Glastonbury 2013, Day One, Part the Second: Keeping Up the Proud Traditions of Arriving at Glastonbury
The coach limped into the service station and wheezed to a stop. We got off, got and settled onto the grassy verge to await the arrival of a coach with a non-broken battery. Fortunately it was quite a nice day.
One hour and several frantic messages to the people waiting in the Clowne Tesco’s car park later, the coach arrived, we loaded ourselves and our gear onto it, and set off to retrieve the Clowne people. I retrieved the Magic Piece of Paper (in whose powers I was rapidly losing face), and waited to tick people onto the coach.
One stop in Clowne and several apologies to the people who’d been forced to wait in the Tesco’s car park later, we were on our way! The coach rolled past the familiar landmarks, I explained some of the history of Glastonbury to the new guys on the team, and we tried to take photos of the Glastonbury signs out of the windows.

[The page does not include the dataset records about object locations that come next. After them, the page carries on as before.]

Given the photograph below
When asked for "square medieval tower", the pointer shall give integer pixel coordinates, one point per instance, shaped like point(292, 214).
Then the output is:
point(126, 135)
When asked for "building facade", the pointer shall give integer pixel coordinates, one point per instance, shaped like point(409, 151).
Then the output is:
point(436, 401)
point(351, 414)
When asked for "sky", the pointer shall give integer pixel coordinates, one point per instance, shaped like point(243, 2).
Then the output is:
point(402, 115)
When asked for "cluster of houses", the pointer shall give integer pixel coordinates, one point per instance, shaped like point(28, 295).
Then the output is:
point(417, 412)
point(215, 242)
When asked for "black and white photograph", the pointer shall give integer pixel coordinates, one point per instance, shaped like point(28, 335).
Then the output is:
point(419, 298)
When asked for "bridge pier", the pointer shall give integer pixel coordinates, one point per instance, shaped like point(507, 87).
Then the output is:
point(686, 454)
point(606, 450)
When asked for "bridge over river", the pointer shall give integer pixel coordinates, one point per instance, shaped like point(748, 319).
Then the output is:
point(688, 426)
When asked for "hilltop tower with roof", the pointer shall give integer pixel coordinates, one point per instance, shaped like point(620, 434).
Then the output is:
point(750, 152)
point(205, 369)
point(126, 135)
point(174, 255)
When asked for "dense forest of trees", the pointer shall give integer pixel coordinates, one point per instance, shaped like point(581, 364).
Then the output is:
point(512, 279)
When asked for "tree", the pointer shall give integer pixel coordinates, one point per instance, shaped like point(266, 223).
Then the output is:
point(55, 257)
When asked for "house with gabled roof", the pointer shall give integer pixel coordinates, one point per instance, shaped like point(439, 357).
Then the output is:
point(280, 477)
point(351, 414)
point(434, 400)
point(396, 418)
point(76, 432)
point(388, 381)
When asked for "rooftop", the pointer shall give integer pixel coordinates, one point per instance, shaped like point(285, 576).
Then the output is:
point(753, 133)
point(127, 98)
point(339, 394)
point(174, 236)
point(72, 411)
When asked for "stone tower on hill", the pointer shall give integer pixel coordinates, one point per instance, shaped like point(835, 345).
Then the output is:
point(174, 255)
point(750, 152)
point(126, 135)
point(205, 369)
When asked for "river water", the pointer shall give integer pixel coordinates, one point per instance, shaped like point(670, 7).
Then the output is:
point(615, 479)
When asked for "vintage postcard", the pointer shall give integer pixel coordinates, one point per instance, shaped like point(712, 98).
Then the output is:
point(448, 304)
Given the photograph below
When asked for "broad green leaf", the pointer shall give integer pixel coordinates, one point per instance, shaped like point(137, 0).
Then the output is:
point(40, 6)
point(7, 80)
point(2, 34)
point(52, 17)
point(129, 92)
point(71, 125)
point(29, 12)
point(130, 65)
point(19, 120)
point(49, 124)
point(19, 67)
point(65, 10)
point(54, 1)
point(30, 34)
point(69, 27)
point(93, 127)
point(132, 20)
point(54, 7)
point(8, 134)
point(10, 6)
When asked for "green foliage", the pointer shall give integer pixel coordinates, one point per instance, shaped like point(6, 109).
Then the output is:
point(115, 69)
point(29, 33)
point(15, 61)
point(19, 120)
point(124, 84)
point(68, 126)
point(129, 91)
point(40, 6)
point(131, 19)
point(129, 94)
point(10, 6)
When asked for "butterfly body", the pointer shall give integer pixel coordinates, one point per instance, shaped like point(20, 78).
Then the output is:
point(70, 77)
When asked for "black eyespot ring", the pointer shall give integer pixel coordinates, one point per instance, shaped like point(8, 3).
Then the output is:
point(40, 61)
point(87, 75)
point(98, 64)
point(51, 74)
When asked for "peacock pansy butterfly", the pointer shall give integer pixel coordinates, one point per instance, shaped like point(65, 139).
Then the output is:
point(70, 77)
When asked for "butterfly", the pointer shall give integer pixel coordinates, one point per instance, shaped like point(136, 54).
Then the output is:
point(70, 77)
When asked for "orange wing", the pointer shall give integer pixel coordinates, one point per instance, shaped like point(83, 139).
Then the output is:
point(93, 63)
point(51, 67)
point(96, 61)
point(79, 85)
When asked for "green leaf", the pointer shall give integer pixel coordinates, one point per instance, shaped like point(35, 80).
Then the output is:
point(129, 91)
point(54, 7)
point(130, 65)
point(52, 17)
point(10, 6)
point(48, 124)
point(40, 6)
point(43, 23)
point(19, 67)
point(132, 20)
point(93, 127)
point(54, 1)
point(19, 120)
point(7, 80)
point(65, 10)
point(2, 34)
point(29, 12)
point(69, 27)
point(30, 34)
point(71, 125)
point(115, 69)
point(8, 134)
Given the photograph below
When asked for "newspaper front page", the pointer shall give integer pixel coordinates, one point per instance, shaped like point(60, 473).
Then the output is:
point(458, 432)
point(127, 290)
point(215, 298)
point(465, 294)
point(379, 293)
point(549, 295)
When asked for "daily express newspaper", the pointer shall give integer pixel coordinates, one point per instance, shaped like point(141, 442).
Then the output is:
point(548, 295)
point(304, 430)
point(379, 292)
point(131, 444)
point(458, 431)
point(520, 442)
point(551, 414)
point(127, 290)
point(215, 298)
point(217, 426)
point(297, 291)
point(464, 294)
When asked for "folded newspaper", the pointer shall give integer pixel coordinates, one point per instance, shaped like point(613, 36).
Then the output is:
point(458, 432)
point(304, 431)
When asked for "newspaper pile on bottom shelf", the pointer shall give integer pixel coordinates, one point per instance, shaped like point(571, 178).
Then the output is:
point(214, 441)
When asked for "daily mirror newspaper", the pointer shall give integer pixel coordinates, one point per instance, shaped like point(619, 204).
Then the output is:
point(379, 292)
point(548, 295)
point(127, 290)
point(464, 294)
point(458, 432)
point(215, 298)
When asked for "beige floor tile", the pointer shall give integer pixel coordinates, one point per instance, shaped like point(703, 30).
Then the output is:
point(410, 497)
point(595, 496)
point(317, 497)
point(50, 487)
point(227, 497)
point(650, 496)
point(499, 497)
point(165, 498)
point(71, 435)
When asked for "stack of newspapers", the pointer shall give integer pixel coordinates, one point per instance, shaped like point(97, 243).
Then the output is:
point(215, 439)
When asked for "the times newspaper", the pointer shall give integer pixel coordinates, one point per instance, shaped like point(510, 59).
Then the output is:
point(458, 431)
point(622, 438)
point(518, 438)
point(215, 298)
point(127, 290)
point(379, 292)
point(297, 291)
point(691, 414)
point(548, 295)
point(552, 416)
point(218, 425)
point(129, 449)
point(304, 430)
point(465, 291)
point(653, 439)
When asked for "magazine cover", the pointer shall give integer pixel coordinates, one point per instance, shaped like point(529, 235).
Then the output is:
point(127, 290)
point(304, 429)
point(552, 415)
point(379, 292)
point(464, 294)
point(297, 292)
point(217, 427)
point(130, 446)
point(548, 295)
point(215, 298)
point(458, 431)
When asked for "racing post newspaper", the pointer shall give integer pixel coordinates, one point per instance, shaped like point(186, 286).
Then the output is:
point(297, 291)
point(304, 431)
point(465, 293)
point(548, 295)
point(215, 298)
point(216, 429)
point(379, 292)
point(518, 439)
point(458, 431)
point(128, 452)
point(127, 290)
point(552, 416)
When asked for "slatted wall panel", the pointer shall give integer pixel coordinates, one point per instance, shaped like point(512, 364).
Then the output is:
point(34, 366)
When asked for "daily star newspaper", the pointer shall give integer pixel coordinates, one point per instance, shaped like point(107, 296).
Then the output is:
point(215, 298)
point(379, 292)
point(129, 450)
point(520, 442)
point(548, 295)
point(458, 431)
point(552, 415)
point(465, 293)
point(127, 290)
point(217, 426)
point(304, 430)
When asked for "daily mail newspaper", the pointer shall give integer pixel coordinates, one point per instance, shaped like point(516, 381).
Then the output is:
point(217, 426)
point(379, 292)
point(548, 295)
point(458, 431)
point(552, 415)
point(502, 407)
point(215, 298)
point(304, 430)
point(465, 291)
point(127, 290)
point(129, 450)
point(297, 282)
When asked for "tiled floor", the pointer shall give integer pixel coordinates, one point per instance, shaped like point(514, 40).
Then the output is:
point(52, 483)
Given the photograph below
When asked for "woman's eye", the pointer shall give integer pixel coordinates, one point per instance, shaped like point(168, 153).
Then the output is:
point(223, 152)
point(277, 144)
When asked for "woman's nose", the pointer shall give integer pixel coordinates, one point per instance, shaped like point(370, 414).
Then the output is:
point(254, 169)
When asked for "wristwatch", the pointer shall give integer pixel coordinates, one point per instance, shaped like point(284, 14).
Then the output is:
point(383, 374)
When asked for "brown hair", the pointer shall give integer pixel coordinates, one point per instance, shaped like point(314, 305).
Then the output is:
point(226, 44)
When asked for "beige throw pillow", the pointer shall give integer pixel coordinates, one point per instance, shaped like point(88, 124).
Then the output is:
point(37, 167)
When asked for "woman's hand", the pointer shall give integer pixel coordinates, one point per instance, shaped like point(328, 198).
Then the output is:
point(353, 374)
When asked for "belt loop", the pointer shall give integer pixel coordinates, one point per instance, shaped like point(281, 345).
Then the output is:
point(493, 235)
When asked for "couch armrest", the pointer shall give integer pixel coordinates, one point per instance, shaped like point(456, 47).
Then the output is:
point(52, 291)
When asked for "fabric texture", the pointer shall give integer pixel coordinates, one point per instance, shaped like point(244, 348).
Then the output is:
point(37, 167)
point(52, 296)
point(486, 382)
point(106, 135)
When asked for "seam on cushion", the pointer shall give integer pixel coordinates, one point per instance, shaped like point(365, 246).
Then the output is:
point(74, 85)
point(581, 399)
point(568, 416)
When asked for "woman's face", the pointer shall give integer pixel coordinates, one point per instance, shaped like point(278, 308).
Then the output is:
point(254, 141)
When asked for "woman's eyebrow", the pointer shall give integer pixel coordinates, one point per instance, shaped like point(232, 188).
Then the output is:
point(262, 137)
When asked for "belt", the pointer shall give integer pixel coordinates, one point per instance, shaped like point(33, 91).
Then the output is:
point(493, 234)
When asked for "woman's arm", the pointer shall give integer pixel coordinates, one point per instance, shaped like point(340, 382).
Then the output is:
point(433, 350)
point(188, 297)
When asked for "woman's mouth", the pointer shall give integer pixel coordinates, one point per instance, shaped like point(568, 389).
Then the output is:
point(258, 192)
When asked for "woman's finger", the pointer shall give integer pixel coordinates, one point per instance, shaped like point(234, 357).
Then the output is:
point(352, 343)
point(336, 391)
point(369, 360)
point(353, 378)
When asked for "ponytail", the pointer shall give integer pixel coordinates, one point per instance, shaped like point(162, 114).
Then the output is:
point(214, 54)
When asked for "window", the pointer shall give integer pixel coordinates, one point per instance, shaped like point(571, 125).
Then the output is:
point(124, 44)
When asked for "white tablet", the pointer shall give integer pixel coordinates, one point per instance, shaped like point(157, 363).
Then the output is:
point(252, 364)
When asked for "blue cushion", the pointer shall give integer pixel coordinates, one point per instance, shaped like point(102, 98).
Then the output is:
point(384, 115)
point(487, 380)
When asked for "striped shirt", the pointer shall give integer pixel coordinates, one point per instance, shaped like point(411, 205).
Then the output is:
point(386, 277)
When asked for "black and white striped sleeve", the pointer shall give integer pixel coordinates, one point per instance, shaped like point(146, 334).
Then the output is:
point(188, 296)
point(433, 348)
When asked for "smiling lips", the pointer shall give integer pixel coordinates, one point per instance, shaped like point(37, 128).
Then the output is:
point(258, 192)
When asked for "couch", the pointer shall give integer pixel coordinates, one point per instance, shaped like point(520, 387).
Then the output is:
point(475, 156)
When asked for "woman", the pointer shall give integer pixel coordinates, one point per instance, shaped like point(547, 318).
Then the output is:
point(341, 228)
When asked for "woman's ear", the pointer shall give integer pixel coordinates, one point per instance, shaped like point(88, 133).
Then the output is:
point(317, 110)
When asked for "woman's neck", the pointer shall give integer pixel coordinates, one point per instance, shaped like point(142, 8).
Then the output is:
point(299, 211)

Soon, we were stuck in another Glastonbury landmark; the queue to get onsite. The coach drivers looked increasingly annoyed, as their hours of work were running out and they needed to get back to Leeds. Alas, things were not to get better, as the stewards at the festival had no idea where to send us. Despite my best explanations, and several frantic phone calls to the WBC staff, it took another hour before we were in the right place and had been given our wristbands by the management staff. I handed over the Magic Piece of Paper, and my work was done.
Now all I had to do was lead my team to the campsite, get our ID badges, and get the tents put up in the dark. Fortunately, I’m not unfamiliar with this, having had to do it a few times at Glastonbury, including one memorable occasion in 2009 when we arrived at the site at 2.30am. This time around things were better, because a) having learned from bitter experience, I’d insisted we eat something at the service station on the way down, and b) the bar was still open. Half an hour later, the tents were up and the beer was poured. We toasted our safe arrival, toasted the festival, and awaited our first day on site.